Fraturas do Tornozelo e do Pé
Fraturas do Tornozelo
Definição
O tornozelo é um dos locais mais frequente de fratura no esqueleto humano.
Existem dois grandes tipos de fratura nesta região anatómica: as fraturas maleolares (geralmente causadas por movimentos rotacionais com o pé fixo no chão) e as fraturas do pilão tibial ou da extremidade distal da tíbia (geralmente em contextos de alta energia causadas por quedas de altura elevada ou acidentes de viação).
Causas
As fraturas maleolares são geralmente causadas por movimentos rotacionais com ou sem o pé fixo no chão.
As fraturas do pilão tibial ou da extremidade distal da tíbia ocorrem geralmente em contextos de alta energia, causadas por quedas de altura elevada ou acidentes de viação.
Por vezes, estas fraturas podem ocorrer com traumatismos simples, em doentes com osteoporose ou de idade avançada.
Sintomas
• Dor
• Edema: Inchaço
• Equimose ou hematoma: Decorrente do sangue proveniente do osso fraturado.

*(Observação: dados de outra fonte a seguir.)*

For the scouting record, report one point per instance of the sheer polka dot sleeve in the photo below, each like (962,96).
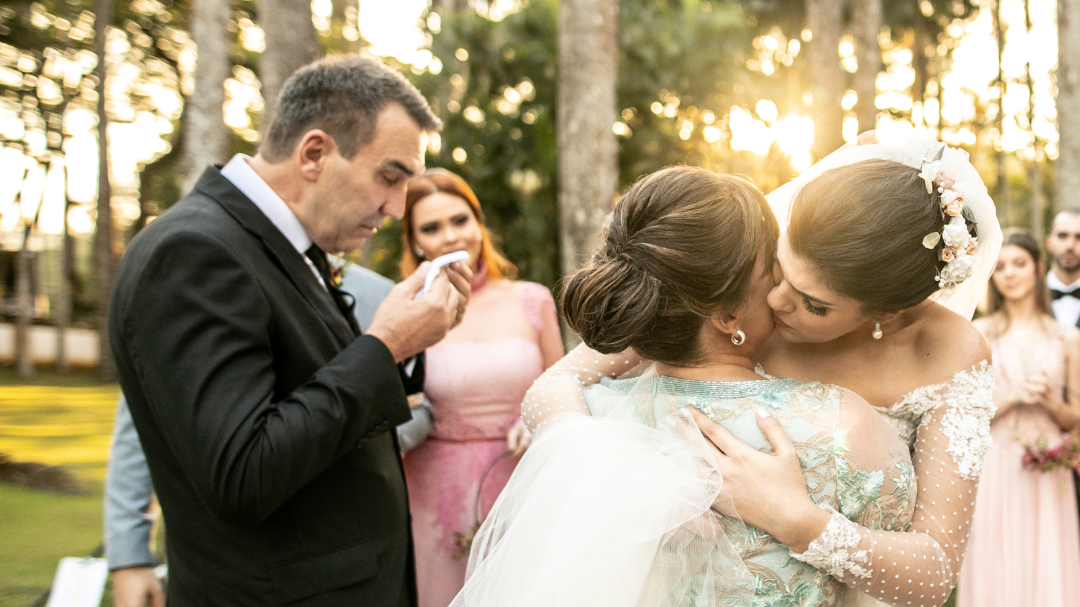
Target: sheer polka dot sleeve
(559,391)
(920,566)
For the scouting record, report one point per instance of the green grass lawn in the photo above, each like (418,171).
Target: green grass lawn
(59,420)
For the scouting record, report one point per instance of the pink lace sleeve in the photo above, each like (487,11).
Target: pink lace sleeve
(537,302)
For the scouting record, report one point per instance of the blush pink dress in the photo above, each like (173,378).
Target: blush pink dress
(1025,542)
(476,378)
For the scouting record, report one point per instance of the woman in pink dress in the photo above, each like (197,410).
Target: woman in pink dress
(1025,542)
(476,378)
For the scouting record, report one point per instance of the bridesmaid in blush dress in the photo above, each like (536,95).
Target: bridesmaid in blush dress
(476,378)
(1025,542)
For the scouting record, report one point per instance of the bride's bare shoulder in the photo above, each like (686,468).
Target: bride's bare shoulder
(952,341)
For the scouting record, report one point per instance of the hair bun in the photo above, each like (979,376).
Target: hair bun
(611,302)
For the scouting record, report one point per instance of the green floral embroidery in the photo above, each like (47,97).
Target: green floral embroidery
(856,489)
(773,593)
(772,400)
(904,482)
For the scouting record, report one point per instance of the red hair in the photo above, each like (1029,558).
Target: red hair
(442,180)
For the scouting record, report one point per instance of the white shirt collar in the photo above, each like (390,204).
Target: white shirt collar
(248,181)
(1055,283)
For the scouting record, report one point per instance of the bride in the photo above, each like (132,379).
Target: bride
(619,501)
(887,250)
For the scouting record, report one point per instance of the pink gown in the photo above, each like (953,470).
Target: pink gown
(476,379)
(1025,541)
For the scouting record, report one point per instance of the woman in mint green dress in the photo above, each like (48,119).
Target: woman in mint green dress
(620,501)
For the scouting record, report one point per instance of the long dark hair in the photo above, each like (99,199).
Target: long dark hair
(680,244)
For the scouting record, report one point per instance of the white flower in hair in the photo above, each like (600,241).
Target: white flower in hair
(930,172)
(958,270)
(955,233)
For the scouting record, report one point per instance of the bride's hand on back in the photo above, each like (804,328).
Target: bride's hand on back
(768,489)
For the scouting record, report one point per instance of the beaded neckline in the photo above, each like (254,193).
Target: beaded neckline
(704,389)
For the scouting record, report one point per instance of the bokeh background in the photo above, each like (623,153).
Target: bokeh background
(551,108)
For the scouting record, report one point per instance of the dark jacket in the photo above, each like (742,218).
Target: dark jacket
(267,422)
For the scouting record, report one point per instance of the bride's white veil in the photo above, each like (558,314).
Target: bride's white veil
(979,206)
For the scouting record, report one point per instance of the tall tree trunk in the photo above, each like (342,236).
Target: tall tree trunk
(825,22)
(588,150)
(292,43)
(104,255)
(25,314)
(866,24)
(64,295)
(1038,218)
(1004,205)
(1067,169)
(206,137)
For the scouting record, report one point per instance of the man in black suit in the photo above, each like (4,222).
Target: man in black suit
(267,418)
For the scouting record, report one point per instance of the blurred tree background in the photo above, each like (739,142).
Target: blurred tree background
(759,88)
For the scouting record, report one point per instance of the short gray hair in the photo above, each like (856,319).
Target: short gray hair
(341,95)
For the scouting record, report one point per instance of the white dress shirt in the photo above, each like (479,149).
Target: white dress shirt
(248,181)
(1066,309)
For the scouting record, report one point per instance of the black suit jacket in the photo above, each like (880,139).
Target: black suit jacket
(267,423)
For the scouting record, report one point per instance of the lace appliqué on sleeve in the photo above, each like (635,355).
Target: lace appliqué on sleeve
(836,550)
(968,399)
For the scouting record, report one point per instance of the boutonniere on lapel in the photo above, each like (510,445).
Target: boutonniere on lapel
(337,268)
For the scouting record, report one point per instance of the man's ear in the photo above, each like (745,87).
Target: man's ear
(312,152)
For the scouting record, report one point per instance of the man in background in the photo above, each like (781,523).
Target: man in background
(1063,244)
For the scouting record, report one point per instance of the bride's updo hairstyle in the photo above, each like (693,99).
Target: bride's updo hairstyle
(680,244)
(862,226)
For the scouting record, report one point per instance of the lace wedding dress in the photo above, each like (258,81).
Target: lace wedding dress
(945,426)
(612,503)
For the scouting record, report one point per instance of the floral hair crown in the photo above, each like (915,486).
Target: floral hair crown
(958,252)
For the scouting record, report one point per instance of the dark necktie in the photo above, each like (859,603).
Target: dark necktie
(345,301)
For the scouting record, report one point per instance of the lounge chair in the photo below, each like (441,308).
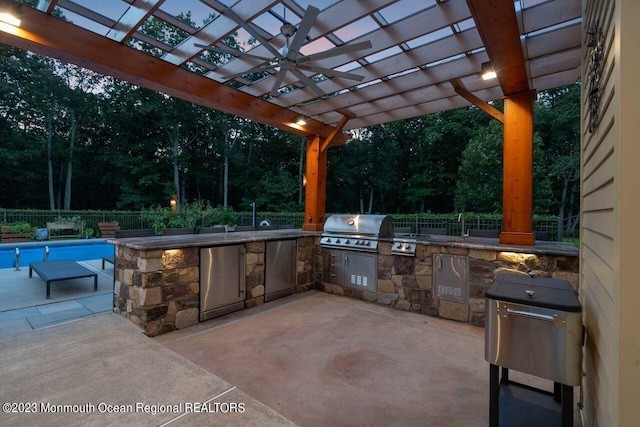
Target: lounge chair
(54,271)
(178,231)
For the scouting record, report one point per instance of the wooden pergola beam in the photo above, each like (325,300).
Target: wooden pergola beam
(498,27)
(45,35)
(331,139)
(463,92)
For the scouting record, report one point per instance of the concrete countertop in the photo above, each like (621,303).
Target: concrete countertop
(209,239)
(541,247)
(219,239)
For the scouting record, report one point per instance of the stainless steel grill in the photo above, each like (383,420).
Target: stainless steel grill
(362,232)
(356,232)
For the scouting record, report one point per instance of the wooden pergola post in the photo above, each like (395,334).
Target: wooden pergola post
(517,196)
(316,186)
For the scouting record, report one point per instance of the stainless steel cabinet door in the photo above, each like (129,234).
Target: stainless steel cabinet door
(222,279)
(280,274)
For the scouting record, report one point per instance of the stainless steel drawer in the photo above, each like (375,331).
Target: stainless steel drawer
(538,341)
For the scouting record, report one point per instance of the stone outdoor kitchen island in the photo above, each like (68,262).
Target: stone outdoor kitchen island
(157,279)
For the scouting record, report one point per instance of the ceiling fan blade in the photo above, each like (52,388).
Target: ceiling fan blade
(308,82)
(231,14)
(252,70)
(303,31)
(331,73)
(278,82)
(335,51)
(231,51)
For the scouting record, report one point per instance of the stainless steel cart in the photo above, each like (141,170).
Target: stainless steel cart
(534,325)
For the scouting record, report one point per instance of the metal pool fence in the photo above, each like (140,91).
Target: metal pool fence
(548,227)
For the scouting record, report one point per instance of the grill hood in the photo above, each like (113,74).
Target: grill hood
(360,225)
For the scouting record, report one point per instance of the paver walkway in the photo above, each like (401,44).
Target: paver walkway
(24,307)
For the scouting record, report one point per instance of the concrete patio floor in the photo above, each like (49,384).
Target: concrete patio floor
(311,359)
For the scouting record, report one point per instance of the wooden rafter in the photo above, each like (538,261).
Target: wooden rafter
(498,26)
(43,34)
(332,139)
(463,92)
(128,23)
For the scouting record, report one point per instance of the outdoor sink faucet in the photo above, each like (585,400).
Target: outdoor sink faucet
(461,219)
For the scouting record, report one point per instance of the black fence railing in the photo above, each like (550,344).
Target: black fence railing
(547,226)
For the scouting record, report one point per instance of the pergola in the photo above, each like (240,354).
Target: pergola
(425,56)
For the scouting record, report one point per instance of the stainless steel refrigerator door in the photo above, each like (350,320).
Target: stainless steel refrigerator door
(222,279)
(280,274)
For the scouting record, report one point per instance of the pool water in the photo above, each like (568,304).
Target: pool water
(73,252)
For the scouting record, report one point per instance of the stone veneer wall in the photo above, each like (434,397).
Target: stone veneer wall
(159,290)
(406,283)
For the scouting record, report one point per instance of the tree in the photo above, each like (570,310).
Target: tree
(557,120)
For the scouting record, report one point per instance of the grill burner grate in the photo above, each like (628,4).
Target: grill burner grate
(361,233)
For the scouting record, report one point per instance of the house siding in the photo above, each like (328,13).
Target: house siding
(610,208)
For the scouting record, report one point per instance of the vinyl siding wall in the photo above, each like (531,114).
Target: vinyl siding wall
(610,171)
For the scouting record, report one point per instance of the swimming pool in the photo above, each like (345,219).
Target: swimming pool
(35,253)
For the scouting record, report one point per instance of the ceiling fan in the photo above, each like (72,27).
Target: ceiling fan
(290,59)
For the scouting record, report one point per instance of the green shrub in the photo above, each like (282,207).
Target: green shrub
(196,214)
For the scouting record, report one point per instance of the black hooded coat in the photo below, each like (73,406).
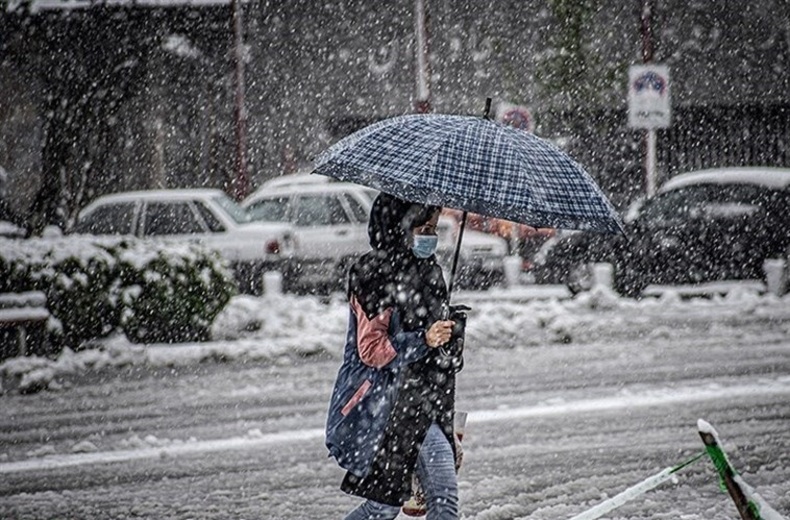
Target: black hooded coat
(391,276)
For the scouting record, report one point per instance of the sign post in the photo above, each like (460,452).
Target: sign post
(649,108)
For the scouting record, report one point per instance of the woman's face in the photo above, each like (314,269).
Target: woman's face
(429,228)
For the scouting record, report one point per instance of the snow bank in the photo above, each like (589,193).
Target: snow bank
(276,327)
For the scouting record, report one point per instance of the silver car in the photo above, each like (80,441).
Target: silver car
(205,216)
(331,229)
(330,225)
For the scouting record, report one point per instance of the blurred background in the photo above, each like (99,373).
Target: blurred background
(101,97)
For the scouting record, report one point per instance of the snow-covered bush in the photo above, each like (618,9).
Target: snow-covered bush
(172,292)
(153,291)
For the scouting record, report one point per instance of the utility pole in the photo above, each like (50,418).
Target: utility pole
(241,182)
(650,133)
(423,102)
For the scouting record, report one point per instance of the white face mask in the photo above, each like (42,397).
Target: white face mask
(424,245)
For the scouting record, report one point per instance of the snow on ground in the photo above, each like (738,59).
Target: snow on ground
(586,440)
(268,328)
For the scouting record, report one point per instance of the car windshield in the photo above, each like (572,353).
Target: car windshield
(236,212)
(705,201)
(269,210)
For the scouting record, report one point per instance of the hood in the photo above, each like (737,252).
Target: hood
(392,219)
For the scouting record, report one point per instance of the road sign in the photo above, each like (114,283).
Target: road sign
(648,96)
(516,116)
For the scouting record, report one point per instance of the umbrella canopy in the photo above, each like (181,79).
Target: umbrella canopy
(475,165)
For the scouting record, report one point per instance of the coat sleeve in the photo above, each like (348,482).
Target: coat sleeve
(381,341)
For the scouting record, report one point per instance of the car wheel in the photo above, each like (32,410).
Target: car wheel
(629,283)
(580,278)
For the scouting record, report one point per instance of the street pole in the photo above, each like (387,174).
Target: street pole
(241,183)
(650,133)
(423,101)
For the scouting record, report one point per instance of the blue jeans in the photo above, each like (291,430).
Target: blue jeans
(436,471)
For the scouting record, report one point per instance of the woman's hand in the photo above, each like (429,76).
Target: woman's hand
(439,333)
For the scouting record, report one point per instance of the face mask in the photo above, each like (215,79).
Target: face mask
(424,245)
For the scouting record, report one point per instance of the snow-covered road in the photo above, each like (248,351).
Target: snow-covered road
(570,402)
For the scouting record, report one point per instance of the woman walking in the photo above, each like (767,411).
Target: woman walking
(392,408)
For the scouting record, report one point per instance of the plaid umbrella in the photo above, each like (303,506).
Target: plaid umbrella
(472,164)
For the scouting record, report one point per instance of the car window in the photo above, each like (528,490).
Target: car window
(232,208)
(320,210)
(707,201)
(680,204)
(269,210)
(111,219)
(359,211)
(170,218)
(209,218)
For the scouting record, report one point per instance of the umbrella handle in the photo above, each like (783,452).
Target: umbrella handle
(455,256)
(446,311)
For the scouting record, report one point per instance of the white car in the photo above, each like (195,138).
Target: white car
(481,261)
(330,222)
(331,227)
(205,216)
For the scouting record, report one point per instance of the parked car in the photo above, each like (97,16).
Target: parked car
(701,226)
(331,227)
(206,216)
(481,261)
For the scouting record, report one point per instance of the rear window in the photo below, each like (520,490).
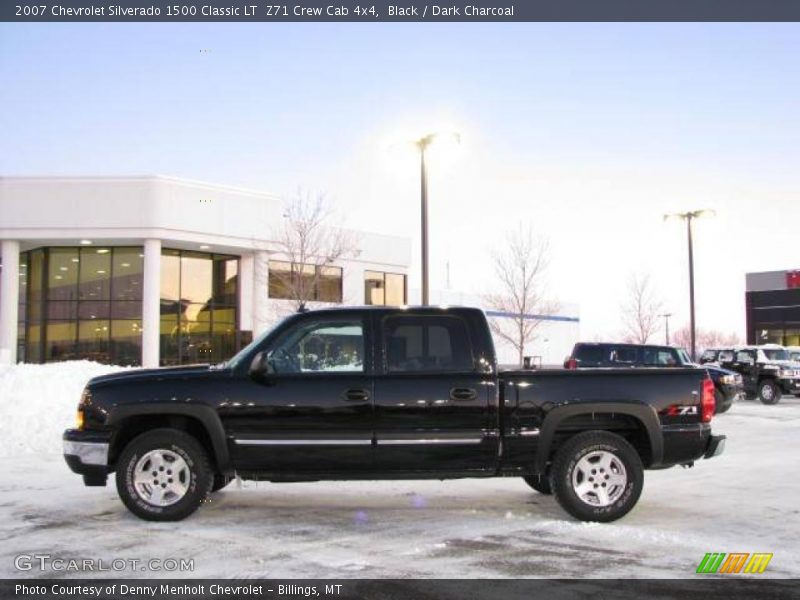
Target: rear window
(709,356)
(426,343)
(624,355)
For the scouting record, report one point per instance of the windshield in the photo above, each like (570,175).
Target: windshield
(776,354)
(234,362)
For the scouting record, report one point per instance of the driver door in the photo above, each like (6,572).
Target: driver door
(312,413)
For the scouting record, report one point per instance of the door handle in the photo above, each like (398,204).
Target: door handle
(356,395)
(463,394)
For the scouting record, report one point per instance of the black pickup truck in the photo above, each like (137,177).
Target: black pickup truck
(386,393)
(728,386)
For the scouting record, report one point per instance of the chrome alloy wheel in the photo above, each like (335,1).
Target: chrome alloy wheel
(599,478)
(161,477)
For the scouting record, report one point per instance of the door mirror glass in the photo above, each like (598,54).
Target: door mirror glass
(260,366)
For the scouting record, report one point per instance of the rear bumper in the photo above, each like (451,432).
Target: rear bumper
(86,453)
(716,446)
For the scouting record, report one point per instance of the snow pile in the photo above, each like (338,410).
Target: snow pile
(38,402)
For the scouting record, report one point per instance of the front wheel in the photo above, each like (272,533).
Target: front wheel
(220,481)
(163,475)
(597,476)
(769,392)
(540,483)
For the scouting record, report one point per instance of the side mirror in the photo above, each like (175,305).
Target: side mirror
(260,367)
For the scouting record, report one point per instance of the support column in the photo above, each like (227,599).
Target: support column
(151,303)
(9,297)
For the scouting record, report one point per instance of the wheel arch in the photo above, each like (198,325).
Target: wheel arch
(201,421)
(644,417)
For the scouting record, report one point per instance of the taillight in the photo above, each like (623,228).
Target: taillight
(707,403)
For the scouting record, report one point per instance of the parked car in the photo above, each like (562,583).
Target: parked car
(386,393)
(794,353)
(728,386)
(767,371)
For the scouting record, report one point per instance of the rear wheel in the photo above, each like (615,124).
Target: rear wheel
(163,475)
(769,392)
(540,483)
(597,476)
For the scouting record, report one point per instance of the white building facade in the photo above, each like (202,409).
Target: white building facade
(158,271)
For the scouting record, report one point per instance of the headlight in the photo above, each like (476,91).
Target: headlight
(85,401)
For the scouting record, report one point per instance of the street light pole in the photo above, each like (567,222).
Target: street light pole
(689,217)
(423,144)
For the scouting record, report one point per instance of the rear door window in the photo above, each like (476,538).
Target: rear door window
(624,356)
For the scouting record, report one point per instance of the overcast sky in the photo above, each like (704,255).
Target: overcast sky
(590,132)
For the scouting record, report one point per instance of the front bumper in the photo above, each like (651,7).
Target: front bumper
(86,453)
(716,446)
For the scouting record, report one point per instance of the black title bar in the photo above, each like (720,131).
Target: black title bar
(703,588)
(372,11)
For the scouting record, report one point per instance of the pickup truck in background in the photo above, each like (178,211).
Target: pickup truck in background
(386,393)
(767,371)
(728,385)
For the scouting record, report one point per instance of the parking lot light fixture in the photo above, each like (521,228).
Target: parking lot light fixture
(689,216)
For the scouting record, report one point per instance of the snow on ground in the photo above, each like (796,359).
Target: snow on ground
(743,501)
(38,403)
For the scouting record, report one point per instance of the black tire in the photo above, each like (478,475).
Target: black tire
(539,483)
(195,474)
(769,392)
(721,404)
(220,481)
(566,470)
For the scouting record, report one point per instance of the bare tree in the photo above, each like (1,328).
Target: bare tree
(309,241)
(641,311)
(521,295)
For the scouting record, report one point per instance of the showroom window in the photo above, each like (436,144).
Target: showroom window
(81,303)
(288,281)
(199,306)
(385,288)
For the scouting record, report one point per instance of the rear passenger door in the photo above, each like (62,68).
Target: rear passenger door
(432,403)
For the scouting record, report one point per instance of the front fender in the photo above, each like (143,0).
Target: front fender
(207,416)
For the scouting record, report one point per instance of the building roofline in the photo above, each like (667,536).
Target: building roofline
(141,178)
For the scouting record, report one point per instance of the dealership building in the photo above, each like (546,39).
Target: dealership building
(772,301)
(158,271)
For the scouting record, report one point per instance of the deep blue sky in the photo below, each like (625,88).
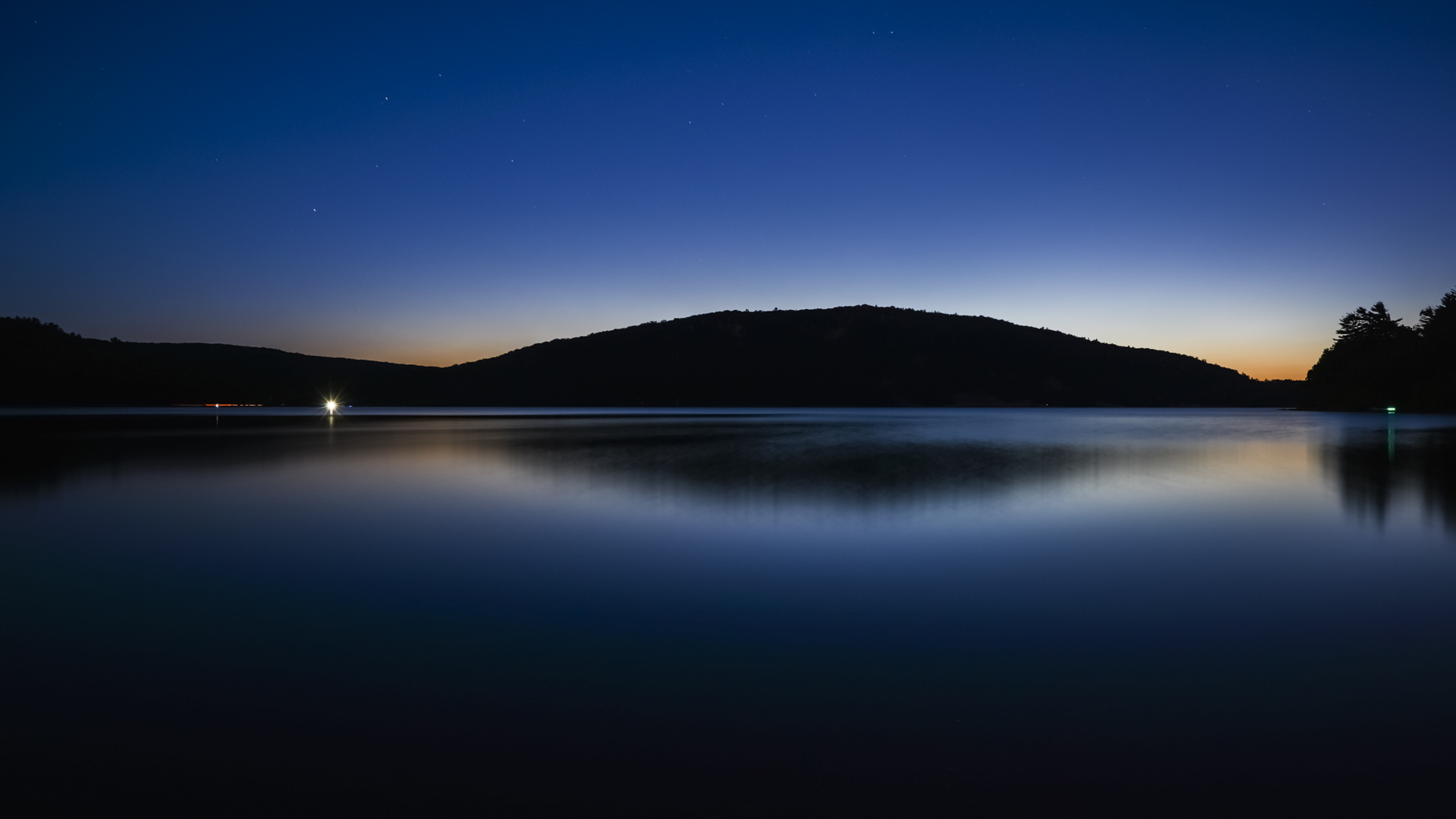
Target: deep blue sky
(437,184)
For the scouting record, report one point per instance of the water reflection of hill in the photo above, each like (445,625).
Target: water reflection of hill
(857,465)
(1378,468)
(711,460)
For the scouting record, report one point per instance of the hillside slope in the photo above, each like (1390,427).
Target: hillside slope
(43,365)
(832,358)
(852,358)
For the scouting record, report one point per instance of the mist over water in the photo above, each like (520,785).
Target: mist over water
(953,598)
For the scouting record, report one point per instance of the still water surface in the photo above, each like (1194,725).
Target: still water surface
(950,600)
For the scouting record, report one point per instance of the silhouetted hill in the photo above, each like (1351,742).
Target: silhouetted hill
(832,358)
(43,365)
(853,358)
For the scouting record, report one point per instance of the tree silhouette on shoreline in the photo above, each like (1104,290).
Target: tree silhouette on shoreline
(1378,362)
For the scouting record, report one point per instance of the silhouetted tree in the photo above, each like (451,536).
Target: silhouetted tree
(1379,362)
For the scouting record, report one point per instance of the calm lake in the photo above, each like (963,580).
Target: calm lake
(734,608)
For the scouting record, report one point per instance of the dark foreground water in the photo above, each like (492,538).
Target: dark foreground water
(772,613)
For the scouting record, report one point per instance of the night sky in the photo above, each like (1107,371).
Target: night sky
(436,184)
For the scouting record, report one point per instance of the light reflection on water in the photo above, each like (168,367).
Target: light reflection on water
(1073,583)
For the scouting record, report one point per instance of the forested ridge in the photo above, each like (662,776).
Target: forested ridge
(861,356)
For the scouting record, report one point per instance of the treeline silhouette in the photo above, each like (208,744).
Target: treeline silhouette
(861,356)
(1379,362)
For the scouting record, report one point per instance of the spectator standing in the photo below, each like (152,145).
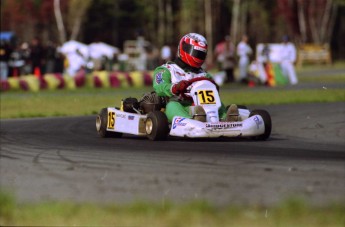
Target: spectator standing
(243,52)
(5,51)
(25,54)
(166,54)
(36,56)
(288,58)
(225,57)
(50,57)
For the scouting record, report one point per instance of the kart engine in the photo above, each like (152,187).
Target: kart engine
(151,102)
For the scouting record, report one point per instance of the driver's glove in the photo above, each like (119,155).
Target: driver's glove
(180,87)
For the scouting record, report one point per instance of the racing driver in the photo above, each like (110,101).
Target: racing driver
(172,79)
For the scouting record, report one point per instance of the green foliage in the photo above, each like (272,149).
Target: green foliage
(291,212)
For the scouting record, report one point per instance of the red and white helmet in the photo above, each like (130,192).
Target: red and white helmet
(192,49)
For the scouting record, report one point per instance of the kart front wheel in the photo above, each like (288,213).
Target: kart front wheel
(267,122)
(157,125)
(101,125)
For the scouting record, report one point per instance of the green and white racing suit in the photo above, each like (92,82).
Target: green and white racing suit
(165,77)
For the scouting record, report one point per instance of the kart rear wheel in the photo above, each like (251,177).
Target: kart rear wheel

• Deformidade local: Provocada pela angulação dos fragmentos da fratura.
• Impotência funcional: Dor intensa ao apoiar o pé no chão ou incapacidade para realizar carga sobre o pé afetado.
• Claudicação da marcha: Dificuldade em andar, coxear.
Exames complementares de diagnóstico
• Raios-X: Permite identificar a fratura e realizar o diagnóstico inicial.
• Tomografia computadorizada: Para caracterização do padrão de fractura e planeamento cirúrgico.
• Ressonância magnética: Pode ser necessária numa minoria de casos, para avaliar lesões de cartilagem e ligamentares associadas.
Tratamento
Tratamento conservador
Reservado para situações de fracturas alinhadas, coaptadas (sem afastamentos dos topos da fratura), sem angulação óssea e sem corpos livres articulares.
Tem também indicação em doentes de idade avançada e/ou com comorbilidades significativas.
Tratamento cirúrgico
Em casos que a fratura não respeita a anatomia original ou se revela instável.
No caso de fraturas articulares, é fundamental restabelecer a anatomia da articulação, para conseguir obter a mobilidade articular existente previamente à cirurgia. Por esse motivo, muitas fraturas do tornozelo têm indicação cirúrgica e implicam o reestabelecimento anatómico da fratura seguido de fixação com placa(s) e/ou parafusos. A mobilização articular precoce é fundamental para preservar a articulação.
A artroscopia do tornozelo, que permite visualizar o espaço articular através de incisões centimétricas, é fundamental para diagnosticar e tratar lesões ligamentares ou da cartilagem muitas vezes associadas a estas fraturas, possibilitando minimizar as sequelas da fratura, optimizando desta forma o prognóstico destas lesões.
Fraturas do Pé
As fraturas mais frequentes do pé são as fraturas do calcâneo, as fraturas da base do 5º metatarso e as fraturas dos dedos.
As fraturas do calcâneo são fraturas tipicamente de alta energia, causadas por quedas da altura elevada, acidentes de viação ou desportos radicais. Tratando-se de um osso que suporta grande parte do peso corporal e que é fundamental para a correta biomecânica do pé e para a marcha, é fundamental que a fratura consolide (formação de osso novo) na posição certa. Por esse motivo, nos casos de fratura desviada, pode estar indicado o tratamento cirúrgico, que consiste em efetuar a redução da fratura (colocação dos fragmentos ósseos na posição correta) e a fixação da mesma complaca e parafusos.
As fraturas da base do 5º metatarso são fraturas frequentes, geralmente causadas por movimentos rotacionais ou entorses do tornozelo. O tratamento depende do local exato da fratura e do afastamento e desvios dos topos da fratura. Quando o tratamento é conservador, sem necessidade de cirurgia, o mesmo pode ser realizado sem colocação de gesso, sendo importante avaliações seriadas em consulta. Quando o tratamento é cirúrgico, o procedimento implica a osteossíntese com parafuso(s) ou placa e parafusos.
As fraturas dos dedos do pé são fraturas causadas por traumatismos diretos dos dedos contra superfícies duras. É importante aferir o desvio/alinhamento da fratura e do dedo, bem como excluir luxações/subluxações articulares, por forma a atuar de forma precoce, quando assim é necessário. O tratamento corresponde à colocação de sindactilia (união do dedo partido ao dedo adjacente). Pode ser benéfico o uso de sapato ortopédico com tacão.